A new plan for marketing conservation services may be the answer originally published May 2002 The Unmet Need for Family Planning Women and men in many countries still lack adequate access to contraceptives. Allow 12-16 weeks for initial delivery. His father, Hermann, was an industrial. Hint: it's more than many of us do in our uptime. Complete in 16 pages, meas. Could lack of circumcision make men in this region particularly susceptible? The August 2003 issue illustrates the range of material in SciAm.
In the meantime, keep in mind that whatever your distance from a plate boundary, the nearest earthquakes are probably much closer. Their potential to revolutionize research and bring about the era of truly personalized medicine means the time to start preparing is now originally published January 2006 Buying Time in Suspended Animation An ability to put the human body on hold could safeguard the critically injured or preserve donor organs for transport. Their light-induced toxicity may also help explain the origin of vampire tales originally published January 2003 Tumor-Busting Viruses A new technique called virotherapy harnesses viruses, those banes of humankind, to stop another scourge--cancer originally published October 2003 Hormone Hysteria Hormone replacement therapy may not be so bad originally published October 2003 Skeptic: What's the Harm? And terrorism threatens to reintroduce smallpox nearly 30 years after its elimination from the wild. Order your subscription to learning about the various aspects of education by subscribing to the discount Scientific American magazine today! Porter sold the newspaper to Alfred Ely Beach and Orson Desaix Munn I a mere 10 months after founding it. And they are just some of the cutting edge ideas that leading authorities explore in this, our second exclusive online issue on extreme physics. The earthquake I felt in Virginia, for example, hit smack in the middle of the Central Virginia Seismic Zone.

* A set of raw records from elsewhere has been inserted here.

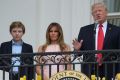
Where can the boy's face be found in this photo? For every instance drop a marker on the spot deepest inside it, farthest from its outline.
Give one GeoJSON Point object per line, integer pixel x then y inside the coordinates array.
{"type": "Point", "coordinates": [17, 34]}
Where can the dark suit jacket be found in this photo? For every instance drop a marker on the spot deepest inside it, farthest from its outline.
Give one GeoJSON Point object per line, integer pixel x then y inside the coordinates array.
{"type": "Point", "coordinates": [6, 48]}
{"type": "Point", "coordinates": [111, 41]}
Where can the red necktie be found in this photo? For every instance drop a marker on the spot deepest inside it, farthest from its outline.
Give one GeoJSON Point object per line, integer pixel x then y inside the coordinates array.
{"type": "Point", "coordinates": [100, 41]}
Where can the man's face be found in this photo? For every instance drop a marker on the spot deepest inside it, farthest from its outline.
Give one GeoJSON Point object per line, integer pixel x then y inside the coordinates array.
{"type": "Point", "coordinates": [99, 13]}
{"type": "Point", "coordinates": [17, 34]}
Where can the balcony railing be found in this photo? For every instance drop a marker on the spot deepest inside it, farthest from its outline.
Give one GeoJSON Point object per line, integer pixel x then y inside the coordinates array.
{"type": "Point", "coordinates": [74, 59]}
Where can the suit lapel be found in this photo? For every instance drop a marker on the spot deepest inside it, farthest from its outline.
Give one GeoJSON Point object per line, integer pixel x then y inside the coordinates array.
{"type": "Point", "coordinates": [23, 48]}
{"type": "Point", "coordinates": [107, 35]}
{"type": "Point", "coordinates": [10, 47]}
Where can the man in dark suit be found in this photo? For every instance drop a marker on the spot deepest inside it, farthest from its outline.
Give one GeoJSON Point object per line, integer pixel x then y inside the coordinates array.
{"type": "Point", "coordinates": [17, 46]}
{"type": "Point", "coordinates": [88, 40]}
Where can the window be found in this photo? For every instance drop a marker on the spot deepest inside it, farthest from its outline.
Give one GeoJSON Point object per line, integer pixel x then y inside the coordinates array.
{"type": "Point", "coordinates": [113, 7]}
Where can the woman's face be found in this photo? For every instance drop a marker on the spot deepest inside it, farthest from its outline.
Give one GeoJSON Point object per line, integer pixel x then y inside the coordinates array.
{"type": "Point", "coordinates": [54, 34]}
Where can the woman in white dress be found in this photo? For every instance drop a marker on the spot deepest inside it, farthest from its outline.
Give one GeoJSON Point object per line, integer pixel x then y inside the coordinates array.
{"type": "Point", "coordinates": [54, 43]}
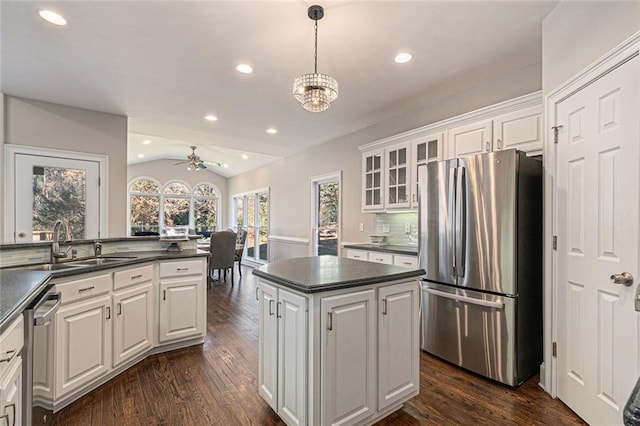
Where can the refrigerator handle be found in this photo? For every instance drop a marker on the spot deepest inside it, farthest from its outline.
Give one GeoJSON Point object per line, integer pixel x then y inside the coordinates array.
{"type": "Point", "coordinates": [453, 174]}
{"type": "Point", "coordinates": [461, 221]}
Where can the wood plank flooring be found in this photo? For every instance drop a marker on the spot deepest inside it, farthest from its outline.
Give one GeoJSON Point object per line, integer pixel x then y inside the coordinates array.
{"type": "Point", "coordinates": [216, 384]}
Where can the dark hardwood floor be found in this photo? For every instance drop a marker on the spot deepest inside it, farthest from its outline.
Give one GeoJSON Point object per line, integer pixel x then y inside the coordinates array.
{"type": "Point", "coordinates": [216, 384]}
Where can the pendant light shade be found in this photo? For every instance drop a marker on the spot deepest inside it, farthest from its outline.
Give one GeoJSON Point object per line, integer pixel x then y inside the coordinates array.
{"type": "Point", "coordinates": [315, 91]}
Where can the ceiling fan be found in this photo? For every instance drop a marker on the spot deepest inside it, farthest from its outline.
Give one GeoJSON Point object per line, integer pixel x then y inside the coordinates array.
{"type": "Point", "coordinates": [195, 163]}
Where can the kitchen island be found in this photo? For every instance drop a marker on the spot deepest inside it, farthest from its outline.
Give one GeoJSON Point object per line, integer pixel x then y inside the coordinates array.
{"type": "Point", "coordinates": [338, 339]}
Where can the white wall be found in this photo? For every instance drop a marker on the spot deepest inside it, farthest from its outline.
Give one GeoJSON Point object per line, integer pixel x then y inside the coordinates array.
{"type": "Point", "coordinates": [289, 179]}
{"type": "Point", "coordinates": [576, 33]}
{"type": "Point", "coordinates": [46, 125]}
{"type": "Point", "coordinates": [166, 170]}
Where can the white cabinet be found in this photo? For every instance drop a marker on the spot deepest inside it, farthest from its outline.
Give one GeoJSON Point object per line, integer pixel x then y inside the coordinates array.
{"type": "Point", "coordinates": [397, 172]}
{"type": "Point", "coordinates": [11, 343]}
{"type": "Point", "coordinates": [83, 338]}
{"type": "Point", "coordinates": [424, 150]}
{"type": "Point", "coordinates": [132, 313]}
{"type": "Point", "coordinates": [398, 336]}
{"type": "Point", "coordinates": [348, 357]}
{"type": "Point", "coordinates": [133, 321]}
{"type": "Point", "coordinates": [282, 347]}
{"type": "Point", "coordinates": [372, 180]}
{"type": "Point", "coordinates": [470, 139]}
{"type": "Point", "coordinates": [521, 129]}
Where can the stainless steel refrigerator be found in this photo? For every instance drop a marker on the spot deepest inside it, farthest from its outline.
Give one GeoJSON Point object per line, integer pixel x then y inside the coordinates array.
{"type": "Point", "coordinates": [481, 247]}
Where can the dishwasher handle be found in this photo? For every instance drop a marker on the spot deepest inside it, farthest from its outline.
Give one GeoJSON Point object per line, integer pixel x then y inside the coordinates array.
{"type": "Point", "coordinates": [465, 299]}
{"type": "Point", "coordinates": [44, 318]}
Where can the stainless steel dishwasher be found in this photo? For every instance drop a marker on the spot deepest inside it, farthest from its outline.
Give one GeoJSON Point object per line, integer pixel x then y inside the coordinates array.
{"type": "Point", "coordinates": [39, 313]}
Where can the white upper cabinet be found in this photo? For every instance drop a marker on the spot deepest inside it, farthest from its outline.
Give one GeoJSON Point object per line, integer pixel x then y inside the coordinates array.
{"type": "Point", "coordinates": [470, 139]}
{"type": "Point", "coordinates": [390, 165]}
{"type": "Point", "coordinates": [520, 129]}
{"type": "Point", "coordinates": [372, 180]}
{"type": "Point", "coordinates": [397, 185]}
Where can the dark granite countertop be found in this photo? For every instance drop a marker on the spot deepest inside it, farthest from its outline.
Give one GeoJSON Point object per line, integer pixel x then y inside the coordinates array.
{"type": "Point", "coordinates": [20, 286]}
{"type": "Point", "coordinates": [389, 248]}
{"type": "Point", "coordinates": [324, 273]}
{"type": "Point", "coordinates": [17, 290]}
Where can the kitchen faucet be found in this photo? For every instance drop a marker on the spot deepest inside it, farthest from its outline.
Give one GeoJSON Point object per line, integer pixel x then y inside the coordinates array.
{"type": "Point", "coordinates": [55, 247]}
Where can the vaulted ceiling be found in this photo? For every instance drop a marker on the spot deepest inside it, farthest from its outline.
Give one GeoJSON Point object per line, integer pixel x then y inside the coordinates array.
{"type": "Point", "coordinates": [167, 64]}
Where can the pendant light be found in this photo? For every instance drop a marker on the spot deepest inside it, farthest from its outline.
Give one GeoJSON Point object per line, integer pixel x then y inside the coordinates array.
{"type": "Point", "coordinates": [315, 91]}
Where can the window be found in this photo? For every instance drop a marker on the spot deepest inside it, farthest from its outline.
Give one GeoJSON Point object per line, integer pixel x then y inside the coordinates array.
{"type": "Point", "coordinates": [49, 185]}
{"type": "Point", "coordinates": [152, 209]}
{"type": "Point", "coordinates": [144, 201]}
{"type": "Point", "coordinates": [251, 211]}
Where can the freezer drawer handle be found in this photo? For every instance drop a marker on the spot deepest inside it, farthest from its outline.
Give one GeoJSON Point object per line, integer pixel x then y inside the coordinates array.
{"type": "Point", "coordinates": [471, 300]}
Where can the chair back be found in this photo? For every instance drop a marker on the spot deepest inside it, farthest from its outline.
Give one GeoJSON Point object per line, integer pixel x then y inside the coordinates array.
{"type": "Point", "coordinates": [223, 249]}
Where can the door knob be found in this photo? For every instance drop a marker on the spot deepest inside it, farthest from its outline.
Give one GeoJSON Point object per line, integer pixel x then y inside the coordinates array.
{"type": "Point", "coordinates": [625, 278]}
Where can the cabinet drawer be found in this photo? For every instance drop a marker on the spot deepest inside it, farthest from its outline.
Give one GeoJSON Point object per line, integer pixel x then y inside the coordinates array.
{"type": "Point", "coordinates": [184, 267]}
{"type": "Point", "coordinates": [357, 254]}
{"type": "Point", "coordinates": [122, 279]}
{"type": "Point", "coordinates": [11, 342]}
{"type": "Point", "coordinates": [378, 257]}
{"type": "Point", "coordinates": [84, 288]}
{"type": "Point", "coordinates": [408, 261]}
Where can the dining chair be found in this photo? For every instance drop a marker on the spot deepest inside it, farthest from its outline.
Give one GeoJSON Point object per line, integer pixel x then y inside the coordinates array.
{"type": "Point", "coordinates": [223, 249]}
{"type": "Point", "coordinates": [241, 238]}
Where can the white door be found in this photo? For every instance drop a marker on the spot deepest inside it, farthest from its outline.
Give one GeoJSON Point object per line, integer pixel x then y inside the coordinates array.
{"type": "Point", "coordinates": [348, 358]}
{"type": "Point", "coordinates": [597, 229]}
{"type": "Point", "coordinates": [51, 188]}
{"type": "Point", "coordinates": [292, 357]}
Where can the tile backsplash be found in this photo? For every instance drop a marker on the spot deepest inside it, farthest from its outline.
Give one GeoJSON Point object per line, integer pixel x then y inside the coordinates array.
{"type": "Point", "coordinates": [398, 228]}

These illustrations also have related text. No one knows what happened to her. In this exclusive online issue, leading scientists share their expertise on what science can reveal about art--and vice versa. Even the commonly accepted mathematical view, developed by Georg Cantor, may not have truly placed infinity on a rigorous foundation originally published April 1995 Fermat's Last Stand His most notorious theorem baffled the greatest minds for more than three centuries. Have you ever considered, even just for a second, that nobody would ever pay attention to your says if the man you talked about had not accomplished something important.